The NLP Job Hunt

IMG_20181118_172136

Castelvecchio in Verona

Around a week after graduation, I sent off a very small handful of applications to a few different companies in computational linguistics. I didn’t spend much time thinking about the whole thing, because shortly thereafter, I left to attend EMNLP (a big comp ling conference that was held in Brussels). After that I headed to Paris to meet some friends, then returned to Trentino to hike a bit more in the Brenta Dolomites, and then went to Berlin. Below I’ll describe my experience and advice I’ve gotten for applying to both smaller companies, and big companies, interspersed with images of my recent travels for fun.

Searching for jobs

First of all, it was pretty easy to find jobs that looked appealing or related to my studies in smaller companies. One nice source was nlppeople, who had the most relevant openings. Other sources like linguistlist and corporalist also seem useful, and then there are the typical postings on LinkedIn or Indeed that seem to target typical software engineers a little more. Another couple of places I found later on, but didn’t explore were remoteok.io and remoteml, so I wonder if those are actually useful (anyone have any experience with them?).

On the other hand, finding jobs for the big companies like Amazon, Google, Facebook, Microsoft, Apple, etc. entails going onto those guys’ websites and doing a search. The correct job opening tends to be called something like “Applied Scientist” or “Research Scientist” and has some description of the field you’d be working in or the project you’d be working on. It’s not always clear what exactly you’d be doing, and it’s easier to get an interview there if you have an acquaintance that can push your resume through to the right recruiters.

In any case, finding interesting jobs and actually getting an interesting job are different beasts.

Small company interviews

Interviews for normal companies (and start-ups) seem to consist of the following stages:

  1. introductory phone screen conversation
  2. technical interview
  3. coding project
  4. follow-up interview and/or final interview

My (limited) experience with these has been pretty positive.
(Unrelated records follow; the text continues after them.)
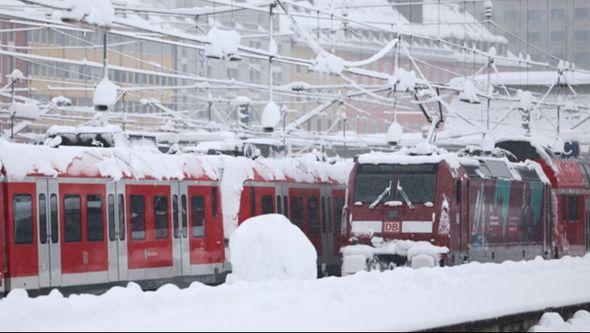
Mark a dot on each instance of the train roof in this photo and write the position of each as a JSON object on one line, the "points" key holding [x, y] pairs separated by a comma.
{"points": [[471, 166], [21, 160]]}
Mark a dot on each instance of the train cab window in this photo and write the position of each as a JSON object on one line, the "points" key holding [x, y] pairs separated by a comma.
{"points": [[137, 208], [72, 218], [313, 214], [267, 204], [121, 208], [42, 218], [53, 207], [175, 232], [184, 216], [214, 202], [161, 216], [198, 215], [23, 218], [297, 211], [498, 169], [94, 218], [111, 203]]}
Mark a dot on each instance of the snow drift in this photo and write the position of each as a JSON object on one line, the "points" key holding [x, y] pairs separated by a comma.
{"points": [[270, 246]]}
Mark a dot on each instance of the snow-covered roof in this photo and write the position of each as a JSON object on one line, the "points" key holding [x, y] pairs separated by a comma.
{"points": [[21, 160], [534, 78]]}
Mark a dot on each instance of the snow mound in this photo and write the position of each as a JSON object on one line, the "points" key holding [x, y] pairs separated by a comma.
{"points": [[553, 322], [270, 246]]}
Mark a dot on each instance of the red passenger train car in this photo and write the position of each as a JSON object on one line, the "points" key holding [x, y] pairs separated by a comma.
{"points": [[81, 217], [309, 193]]}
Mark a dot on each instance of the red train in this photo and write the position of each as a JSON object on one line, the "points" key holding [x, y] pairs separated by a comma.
{"points": [[88, 218], [480, 208]]}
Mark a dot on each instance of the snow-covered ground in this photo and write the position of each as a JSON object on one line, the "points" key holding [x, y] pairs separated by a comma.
{"points": [[553, 322], [403, 299]]}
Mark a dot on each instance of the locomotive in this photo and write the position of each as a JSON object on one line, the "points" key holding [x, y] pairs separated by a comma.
{"points": [[516, 201]]}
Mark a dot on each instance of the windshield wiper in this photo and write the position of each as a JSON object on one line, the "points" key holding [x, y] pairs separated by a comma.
{"points": [[401, 191], [381, 196]]}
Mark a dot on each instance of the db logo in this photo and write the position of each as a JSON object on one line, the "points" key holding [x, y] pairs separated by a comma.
{"points": [[393, 227]]}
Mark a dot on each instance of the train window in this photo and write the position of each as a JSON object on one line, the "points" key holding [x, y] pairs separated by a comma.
{"points": [[338, 206], [42, 218], [198, 215], [72, 218], [214, 201], [184, 217], [267, 204], [23, 218], [252, 202], [574, 208], [121, 208], [297, 211], [313, 214], [137, 208], [329, 212], [175, 216], [54, 221], [112, 231], [279, 205], [324, 216], [161, 216], [94, 218], [286, 206]]}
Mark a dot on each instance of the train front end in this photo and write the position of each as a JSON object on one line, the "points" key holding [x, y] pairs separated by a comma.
{"points": [[398, 212]]}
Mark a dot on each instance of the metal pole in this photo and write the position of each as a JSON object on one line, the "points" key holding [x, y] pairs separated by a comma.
{"points": [[270, 40], [105, 53], [13, 111]]}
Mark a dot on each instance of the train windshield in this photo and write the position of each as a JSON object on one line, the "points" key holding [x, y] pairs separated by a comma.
{"points": [[418, 181]]}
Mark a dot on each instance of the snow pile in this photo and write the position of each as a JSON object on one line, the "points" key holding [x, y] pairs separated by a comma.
{"points": [[270, 246], [413, 250], [553, 322], [98, 12], [20, 160], [223, 43], [404, 299]]}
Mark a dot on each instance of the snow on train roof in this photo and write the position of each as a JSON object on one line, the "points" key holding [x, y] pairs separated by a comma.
{"points": [[21, 160], [237, 170]]}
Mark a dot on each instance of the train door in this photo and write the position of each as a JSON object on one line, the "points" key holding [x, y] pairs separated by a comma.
{"points": [[116, 231], [84, 246], [49, 247], [149, 245], [587, 225], [180, 228], [338, 201], [327, 243], [305, 212]]}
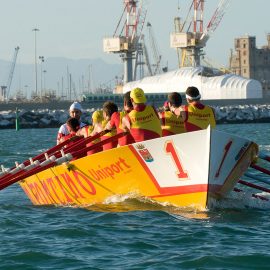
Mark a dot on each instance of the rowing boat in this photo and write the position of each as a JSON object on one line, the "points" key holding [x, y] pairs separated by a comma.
{"points": [[184, 170]]}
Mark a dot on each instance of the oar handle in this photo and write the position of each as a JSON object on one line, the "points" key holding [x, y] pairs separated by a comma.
{"points": [[75, 154]]}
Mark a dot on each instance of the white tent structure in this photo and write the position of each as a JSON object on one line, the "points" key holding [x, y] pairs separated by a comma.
{"points": [[211, 83]]}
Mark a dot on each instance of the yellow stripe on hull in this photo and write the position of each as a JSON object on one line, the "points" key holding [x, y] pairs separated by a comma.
{"points": [[95, 178]]}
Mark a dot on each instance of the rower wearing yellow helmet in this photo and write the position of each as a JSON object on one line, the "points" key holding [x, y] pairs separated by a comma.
{"points": [[143, 121], [198, 116], [91, 130], [172, 123], [116, 121]]}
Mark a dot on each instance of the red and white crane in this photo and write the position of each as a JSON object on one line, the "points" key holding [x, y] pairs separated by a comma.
{"points": [[192, 43], [126, 36]]}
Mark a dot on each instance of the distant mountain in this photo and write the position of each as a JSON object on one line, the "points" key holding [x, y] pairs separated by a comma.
{"points": [[55, 75]]}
The introductory phone screen has typically talked about the company’s work and business model, and has asked about your own background and cultural fit. The technical interview asks machine learning and computer science questions, with a skew towards the position you’d be working in. The coding project has typically focused on a task relevant to what the company is working on. The follow-up interview might ask a few more questions about your knowledge, to see how you are stacked up against other candidates. The final interview will already talk about logistics such as salary, start times, moving, and so on.

This interview process is not easy, but it also does seem very reasonable. The questions I saw were typically to the point, and not outside the bounds of what I should be expected to know about after completing my degree, and planning to move into industry. In terms of time frames, the small companies were pretty quick on getting back to me, usually taking only one or two weeks after receiving my resume to respond, and just a few days in between each step thereafter.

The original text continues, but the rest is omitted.